Tuesday, December 10, 2013

first day in beijing

We took a train from Shanghai to Beijing to meet up with Andrew's friend Zach and his wife Wenjing. On the train we got to see a lot of the "country side" between the two towns. I put it in quotes, because there was no country side, it was all farms or cities. Huge cities I had never heard of that probably had millions of people living in them. We also saw China's love of high rise apartment buildings. There would be smaller town, probably no bigger than a few hundred thousand people, but there would be at least fifty or sixty apartment buildings, all highrises.

In Beijing, we had a nice place to stay, just outside of the Forbidden City and even more importantly, close to a Subway Restaurant, which was still a daily stop of ours (by the end of our time in Beijing, the lady who worked there recognized us and laughed whenever we came in). On our first day there, we met up with Zach and he took us to a park that was just outside the Forbidden City. It had a big hill in it that had a really good view into the Forbidden City.

After the park, we walked through a part of the old city of Beijing that was kept looking like it used to. It was full of one story grey concrete buildings with the traditional Chinese roof. It was a cute neighborhood, but the real reason for the excursion into it was to find one of Beijing's oldest Microbreweries, the Great Leap Brewing Company (and yes, the pun is intended).

After a few pints at the Great Leap, we headed into the big city part of Beijing, to meet up with Wenjing for our first real Chinese dinner.
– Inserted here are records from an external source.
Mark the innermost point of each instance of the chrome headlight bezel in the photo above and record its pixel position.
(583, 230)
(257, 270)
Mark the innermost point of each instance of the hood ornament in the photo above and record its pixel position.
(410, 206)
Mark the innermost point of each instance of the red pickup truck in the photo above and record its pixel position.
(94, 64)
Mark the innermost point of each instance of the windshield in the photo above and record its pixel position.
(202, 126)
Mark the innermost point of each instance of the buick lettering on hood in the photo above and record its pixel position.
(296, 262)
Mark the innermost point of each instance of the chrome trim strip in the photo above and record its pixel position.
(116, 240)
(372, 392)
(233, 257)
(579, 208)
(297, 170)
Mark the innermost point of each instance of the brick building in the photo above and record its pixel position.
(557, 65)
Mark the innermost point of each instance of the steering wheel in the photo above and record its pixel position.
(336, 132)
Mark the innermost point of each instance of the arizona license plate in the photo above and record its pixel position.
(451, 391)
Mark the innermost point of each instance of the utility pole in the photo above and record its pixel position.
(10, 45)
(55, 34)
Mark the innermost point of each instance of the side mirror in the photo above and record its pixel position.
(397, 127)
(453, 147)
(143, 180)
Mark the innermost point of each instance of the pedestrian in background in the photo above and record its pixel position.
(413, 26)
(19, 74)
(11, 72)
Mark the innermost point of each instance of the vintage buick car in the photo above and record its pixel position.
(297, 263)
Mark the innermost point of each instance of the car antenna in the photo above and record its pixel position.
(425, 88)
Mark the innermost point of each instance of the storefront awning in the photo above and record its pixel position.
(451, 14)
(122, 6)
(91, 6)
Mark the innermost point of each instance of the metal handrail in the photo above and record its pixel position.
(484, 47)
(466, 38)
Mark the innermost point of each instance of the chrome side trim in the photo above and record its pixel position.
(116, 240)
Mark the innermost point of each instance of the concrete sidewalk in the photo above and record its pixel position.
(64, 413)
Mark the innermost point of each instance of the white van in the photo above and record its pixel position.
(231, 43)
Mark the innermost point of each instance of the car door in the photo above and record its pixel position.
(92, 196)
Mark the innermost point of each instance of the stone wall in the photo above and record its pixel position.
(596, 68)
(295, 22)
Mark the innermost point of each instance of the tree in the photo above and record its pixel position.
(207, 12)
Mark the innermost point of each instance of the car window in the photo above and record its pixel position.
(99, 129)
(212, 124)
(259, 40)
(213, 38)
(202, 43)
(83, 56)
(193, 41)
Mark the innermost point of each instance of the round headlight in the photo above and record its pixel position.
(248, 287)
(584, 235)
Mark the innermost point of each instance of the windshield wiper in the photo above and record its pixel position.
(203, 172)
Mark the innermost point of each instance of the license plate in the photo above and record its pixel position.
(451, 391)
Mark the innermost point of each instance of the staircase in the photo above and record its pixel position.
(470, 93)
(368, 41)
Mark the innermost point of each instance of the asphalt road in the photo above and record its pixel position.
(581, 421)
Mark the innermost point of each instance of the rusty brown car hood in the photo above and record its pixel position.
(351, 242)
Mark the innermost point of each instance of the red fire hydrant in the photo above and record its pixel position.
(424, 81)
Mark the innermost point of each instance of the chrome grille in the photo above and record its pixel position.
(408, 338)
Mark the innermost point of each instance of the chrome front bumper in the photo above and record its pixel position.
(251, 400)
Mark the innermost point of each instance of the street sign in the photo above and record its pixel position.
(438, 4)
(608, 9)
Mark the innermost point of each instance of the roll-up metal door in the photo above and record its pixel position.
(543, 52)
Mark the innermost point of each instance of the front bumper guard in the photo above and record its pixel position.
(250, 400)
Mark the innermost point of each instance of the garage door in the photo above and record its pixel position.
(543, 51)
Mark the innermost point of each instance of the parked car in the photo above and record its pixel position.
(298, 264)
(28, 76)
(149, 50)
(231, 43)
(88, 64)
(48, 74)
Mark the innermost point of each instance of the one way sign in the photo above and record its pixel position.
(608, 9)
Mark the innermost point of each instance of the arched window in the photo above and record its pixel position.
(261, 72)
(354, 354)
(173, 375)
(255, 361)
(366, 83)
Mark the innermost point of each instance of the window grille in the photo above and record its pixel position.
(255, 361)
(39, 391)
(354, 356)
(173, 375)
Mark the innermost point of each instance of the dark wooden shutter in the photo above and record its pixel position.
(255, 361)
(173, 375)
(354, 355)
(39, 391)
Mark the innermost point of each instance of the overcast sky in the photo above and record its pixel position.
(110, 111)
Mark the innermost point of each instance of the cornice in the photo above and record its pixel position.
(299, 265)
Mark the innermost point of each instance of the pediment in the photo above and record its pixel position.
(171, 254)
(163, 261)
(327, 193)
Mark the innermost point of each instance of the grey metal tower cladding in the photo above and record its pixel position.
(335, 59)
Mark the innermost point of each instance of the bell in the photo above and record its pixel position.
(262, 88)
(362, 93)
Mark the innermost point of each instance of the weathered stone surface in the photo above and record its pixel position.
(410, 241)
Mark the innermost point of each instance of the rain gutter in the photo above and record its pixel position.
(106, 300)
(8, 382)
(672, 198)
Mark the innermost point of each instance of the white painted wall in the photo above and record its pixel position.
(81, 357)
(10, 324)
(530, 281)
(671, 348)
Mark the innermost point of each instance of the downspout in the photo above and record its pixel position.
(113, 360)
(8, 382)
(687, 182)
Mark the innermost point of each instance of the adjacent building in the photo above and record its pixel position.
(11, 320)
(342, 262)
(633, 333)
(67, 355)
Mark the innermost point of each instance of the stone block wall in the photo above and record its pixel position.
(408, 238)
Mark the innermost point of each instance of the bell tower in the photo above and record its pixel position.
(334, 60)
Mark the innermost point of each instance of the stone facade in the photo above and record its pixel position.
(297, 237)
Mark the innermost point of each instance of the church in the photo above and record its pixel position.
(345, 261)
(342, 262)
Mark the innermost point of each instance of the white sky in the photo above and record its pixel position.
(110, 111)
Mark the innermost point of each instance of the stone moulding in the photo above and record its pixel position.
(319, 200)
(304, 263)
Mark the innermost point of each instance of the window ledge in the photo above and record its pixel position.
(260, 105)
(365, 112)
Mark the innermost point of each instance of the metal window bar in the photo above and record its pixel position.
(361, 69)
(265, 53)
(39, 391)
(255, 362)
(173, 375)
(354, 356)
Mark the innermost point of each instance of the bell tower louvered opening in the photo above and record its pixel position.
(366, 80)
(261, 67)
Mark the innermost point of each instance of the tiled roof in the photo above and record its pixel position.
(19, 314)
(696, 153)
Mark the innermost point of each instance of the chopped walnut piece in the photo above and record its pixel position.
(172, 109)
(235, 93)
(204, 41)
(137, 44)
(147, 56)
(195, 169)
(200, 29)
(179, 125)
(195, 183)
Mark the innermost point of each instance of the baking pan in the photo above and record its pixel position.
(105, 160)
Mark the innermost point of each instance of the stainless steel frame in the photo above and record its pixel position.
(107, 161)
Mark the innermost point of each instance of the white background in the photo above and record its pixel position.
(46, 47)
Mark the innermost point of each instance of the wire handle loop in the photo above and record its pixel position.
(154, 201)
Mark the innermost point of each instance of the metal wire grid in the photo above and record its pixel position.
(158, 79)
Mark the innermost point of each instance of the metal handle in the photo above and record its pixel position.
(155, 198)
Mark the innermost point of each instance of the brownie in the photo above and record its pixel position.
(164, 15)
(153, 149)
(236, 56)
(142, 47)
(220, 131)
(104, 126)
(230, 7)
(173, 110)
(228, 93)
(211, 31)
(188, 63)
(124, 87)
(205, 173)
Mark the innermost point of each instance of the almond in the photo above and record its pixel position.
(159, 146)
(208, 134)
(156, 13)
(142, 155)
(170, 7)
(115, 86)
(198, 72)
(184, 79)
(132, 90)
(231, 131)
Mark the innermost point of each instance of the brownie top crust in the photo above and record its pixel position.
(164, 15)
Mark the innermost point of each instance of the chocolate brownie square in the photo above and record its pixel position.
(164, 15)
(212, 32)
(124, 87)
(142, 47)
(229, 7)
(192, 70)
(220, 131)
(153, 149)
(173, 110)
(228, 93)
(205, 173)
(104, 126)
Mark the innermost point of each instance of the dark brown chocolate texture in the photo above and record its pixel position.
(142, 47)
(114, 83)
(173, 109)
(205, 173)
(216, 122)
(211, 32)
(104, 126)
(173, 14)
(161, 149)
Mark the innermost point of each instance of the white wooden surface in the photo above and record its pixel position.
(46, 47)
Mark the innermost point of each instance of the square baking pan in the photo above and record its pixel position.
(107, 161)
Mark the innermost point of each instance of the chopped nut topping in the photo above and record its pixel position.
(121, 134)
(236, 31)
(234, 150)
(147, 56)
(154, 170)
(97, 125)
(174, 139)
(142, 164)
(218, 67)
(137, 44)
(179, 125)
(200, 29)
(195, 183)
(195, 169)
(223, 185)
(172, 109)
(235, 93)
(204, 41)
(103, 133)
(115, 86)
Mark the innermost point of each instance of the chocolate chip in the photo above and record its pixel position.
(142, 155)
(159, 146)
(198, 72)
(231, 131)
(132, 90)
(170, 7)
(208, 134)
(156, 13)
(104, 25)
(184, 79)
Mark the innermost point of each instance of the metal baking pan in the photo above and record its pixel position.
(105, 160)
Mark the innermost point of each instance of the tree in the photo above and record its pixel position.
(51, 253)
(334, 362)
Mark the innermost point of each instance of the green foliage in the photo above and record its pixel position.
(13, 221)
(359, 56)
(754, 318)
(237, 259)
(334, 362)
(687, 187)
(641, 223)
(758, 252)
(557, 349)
It was a restaurant style called Hot Pot where you get a big pot full of different stuff (water, oil, coconut water and spices) and then they just dump all the food you order into the pot for it to cook together. We let Zach and Wenjing order since they were the pros. We got mushrooms, lotus root and chicken. When in China and you order chicken, chickens are what you get.

Our chicken before it was dumped in the hot pot. Yes all of it.

 It was a good meal and sat well with our stomachs, so win, win. We also learned that the tastiest part of the chicken is its scalp... who knew. Only the beginning of the things we'd learn about food in China!